Dive Brief:
- U.S. companies plan to raise their salary budgets by 3.9% next year, a near-record increase prompted by a declining supply of workers, the Conference Board said Monday.
- The rise in salary budgets, although lagging the 4.4% boost in 2023, will exceed the 3.8% hike this year, the Conference Board said, reporting on a survey of 300 “compensation leaders” on plans for base pay.
- “Despite a slower pace of hiring and slight increases in unemployment, elevated wages are expected to continue into 2025,” Conference Board Chief Economist Dana Peterson said in a statement. “A shrinking labor supply is driving businesses to focus on retaining their current workforce, leading to sustained salary increases and higher real wage growth as inflation moderates.”
Dive Insight:
Average hourly earnings rose a higher-than-expected 0.4% last month as the unemployment rate dipped 0.1 percentage point to 4.2%, the Labor Department reported on Friday.
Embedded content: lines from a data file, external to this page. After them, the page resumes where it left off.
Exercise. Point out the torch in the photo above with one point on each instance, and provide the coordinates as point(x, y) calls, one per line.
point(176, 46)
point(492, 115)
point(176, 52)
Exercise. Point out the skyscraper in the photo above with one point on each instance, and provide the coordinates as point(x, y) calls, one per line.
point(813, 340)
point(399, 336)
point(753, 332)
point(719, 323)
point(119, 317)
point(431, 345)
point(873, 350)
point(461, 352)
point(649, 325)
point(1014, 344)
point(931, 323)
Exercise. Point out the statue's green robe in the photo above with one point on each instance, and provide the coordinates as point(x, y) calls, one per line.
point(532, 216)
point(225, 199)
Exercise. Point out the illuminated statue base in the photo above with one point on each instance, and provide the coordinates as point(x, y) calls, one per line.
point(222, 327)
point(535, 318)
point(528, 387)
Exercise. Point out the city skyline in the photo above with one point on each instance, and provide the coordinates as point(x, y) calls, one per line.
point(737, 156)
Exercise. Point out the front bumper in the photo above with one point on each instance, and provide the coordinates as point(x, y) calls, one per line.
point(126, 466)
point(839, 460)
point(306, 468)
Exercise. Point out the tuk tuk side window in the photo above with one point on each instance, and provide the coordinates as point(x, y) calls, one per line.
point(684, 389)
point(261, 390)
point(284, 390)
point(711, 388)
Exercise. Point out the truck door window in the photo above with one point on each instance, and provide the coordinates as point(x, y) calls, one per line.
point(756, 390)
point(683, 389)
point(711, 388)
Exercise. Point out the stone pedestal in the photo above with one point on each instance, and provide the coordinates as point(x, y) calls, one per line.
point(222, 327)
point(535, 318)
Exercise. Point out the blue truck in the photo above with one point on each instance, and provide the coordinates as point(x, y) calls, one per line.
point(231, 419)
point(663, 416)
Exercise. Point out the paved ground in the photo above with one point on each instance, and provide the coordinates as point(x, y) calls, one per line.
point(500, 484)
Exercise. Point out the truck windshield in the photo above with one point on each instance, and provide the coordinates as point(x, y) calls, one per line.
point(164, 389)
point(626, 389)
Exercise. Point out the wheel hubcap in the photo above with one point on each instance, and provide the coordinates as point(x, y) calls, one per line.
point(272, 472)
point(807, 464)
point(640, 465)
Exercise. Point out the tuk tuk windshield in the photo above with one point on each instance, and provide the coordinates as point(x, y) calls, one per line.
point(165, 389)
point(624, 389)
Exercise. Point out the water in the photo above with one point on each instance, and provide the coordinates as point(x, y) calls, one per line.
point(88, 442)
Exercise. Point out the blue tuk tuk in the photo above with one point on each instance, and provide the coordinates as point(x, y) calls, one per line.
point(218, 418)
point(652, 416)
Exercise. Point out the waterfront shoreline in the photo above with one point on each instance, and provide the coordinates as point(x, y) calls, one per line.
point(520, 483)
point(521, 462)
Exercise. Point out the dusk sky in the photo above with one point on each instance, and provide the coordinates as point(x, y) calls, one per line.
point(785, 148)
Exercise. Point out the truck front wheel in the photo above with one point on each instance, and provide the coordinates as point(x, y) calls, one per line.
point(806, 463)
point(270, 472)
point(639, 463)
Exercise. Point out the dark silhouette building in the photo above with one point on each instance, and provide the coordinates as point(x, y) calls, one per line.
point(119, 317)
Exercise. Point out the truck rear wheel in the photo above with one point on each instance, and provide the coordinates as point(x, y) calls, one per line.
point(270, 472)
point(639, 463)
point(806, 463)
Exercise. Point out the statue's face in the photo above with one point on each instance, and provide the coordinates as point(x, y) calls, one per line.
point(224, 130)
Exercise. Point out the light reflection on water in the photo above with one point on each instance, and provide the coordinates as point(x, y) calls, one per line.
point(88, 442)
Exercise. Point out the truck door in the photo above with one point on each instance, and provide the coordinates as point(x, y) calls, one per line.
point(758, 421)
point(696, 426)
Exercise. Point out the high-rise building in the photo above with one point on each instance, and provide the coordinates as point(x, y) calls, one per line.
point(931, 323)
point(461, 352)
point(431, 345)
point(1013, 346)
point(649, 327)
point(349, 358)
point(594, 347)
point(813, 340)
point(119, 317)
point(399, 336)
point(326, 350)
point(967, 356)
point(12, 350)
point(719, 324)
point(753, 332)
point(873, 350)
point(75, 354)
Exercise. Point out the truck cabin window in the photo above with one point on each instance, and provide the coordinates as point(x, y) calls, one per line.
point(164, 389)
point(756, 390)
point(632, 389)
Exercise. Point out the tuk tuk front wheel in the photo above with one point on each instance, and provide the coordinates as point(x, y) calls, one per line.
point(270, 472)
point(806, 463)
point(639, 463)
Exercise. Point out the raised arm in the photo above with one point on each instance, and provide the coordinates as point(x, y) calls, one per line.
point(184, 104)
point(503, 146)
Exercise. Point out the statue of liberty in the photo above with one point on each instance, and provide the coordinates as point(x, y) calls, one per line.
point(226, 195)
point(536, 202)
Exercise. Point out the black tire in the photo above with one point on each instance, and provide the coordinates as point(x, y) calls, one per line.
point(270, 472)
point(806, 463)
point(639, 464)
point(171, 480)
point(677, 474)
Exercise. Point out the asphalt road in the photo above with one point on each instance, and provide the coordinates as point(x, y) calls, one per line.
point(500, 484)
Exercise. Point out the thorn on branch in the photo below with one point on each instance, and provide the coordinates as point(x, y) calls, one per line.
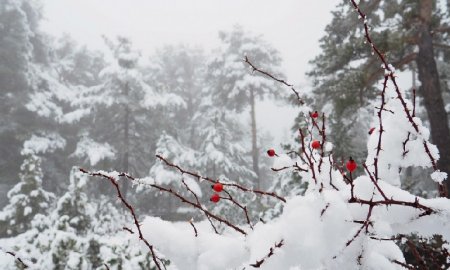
point(258, 263)
point(254, 68)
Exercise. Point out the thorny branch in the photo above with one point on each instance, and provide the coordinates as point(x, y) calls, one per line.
point(174, 193)
point(212, 181)
point(254, 68)
point(131, 210)
point(390, 73)
point(24, 265)
point(258, 263)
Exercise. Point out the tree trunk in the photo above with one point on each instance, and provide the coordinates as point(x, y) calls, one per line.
point(126, 130)
point(255, 154)
point(431, 90)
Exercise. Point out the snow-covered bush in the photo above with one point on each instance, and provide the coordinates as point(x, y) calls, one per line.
point(346, 218)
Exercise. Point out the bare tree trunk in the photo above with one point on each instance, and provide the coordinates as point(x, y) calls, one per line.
point(255, 154)
point(126, 129)
point(431, 90)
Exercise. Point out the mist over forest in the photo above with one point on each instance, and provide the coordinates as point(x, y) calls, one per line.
point(116, 156)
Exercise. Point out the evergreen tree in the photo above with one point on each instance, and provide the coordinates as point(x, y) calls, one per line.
point(233, 86)
point(20, 45)
point(26, 199)
point(411, 34)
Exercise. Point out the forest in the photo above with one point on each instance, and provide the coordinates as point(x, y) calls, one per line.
point(115, 160)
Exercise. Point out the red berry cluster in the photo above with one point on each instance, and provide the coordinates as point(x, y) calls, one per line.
point(351, 165)
point(315, 144)
point(271, 153)
point(217, 187)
Payrolls rose 142,000, less than expected but an improvement compared with August.
“The data that we have received in the past three days indicates to me that the labor market is continuing to soften but not deteriorate, and this judgment is important to our upcoming decisions,” Fed Governor Christopher Waller said in a speech Friday.
Traders in interest-rate futures on Monday set 71% odds that the Fed policymakers will cut the federal funds rate by 0.5 percentage point at the end of a two-day meeting on Sept. 18, according to the CME FedWatch Tool.
The central bank since July 2023 has held the benchmark interest rate at a range between 5.25% to 5.5%.
The job market has gradually loosened and returned to its long-term trend since the worst of the pandemic, when employees jumped ship at near-record levels to seize on better pay and benefits elsewhere.
The quits rate, or the number of workers who left their jobs as a percent of total employment, hit a record 3% in November 2021 and again in April 2022. Since then it has eased, falling to 2.1% in July.
The cooling job market has prompted Fed Chair Jerome Powell to suggest that risks of unemployment pose a risk comparable to a resurgence of inflation.
The Fed is focused more on job market health than earlier this year and aims to avert the widespread job loss that often occurs during policy tightening, Powell said on Aug. 23. “We do not seek or welcome further cooling in labor market conditions,” he said.
In light of post-pandemic shifts in the labor market, companies are relying on more than just salary levels to retain and attract employees, the Conference Board said.
“To remain competitive and responsive to market dynamics, employers need to adjust their compensation strategies,” Diana Scott, leader of the U.S. human capital center at the Conference Board, said in a statement.
“Given fluctuating market conditions, leaders are increasing their use of compensation strategies that aren’t tied to base pay, like performance initiatives and other strategic priorities,” she said.
For example, an increasing number of companies plan to reduce their reliance on sign-on and retention bonuses, the Conference Board said.
“As pandemic job losses have recovered and employee turnover has slowed, the premium on these short-term incentives may be subsiding and giving way to more ongoing retention and talent priorities,” the Conference Board said.
At the same time, nearly 14% more companies plan to expand recognition programs next year and 6% will increase equity compensation, the Conference Board.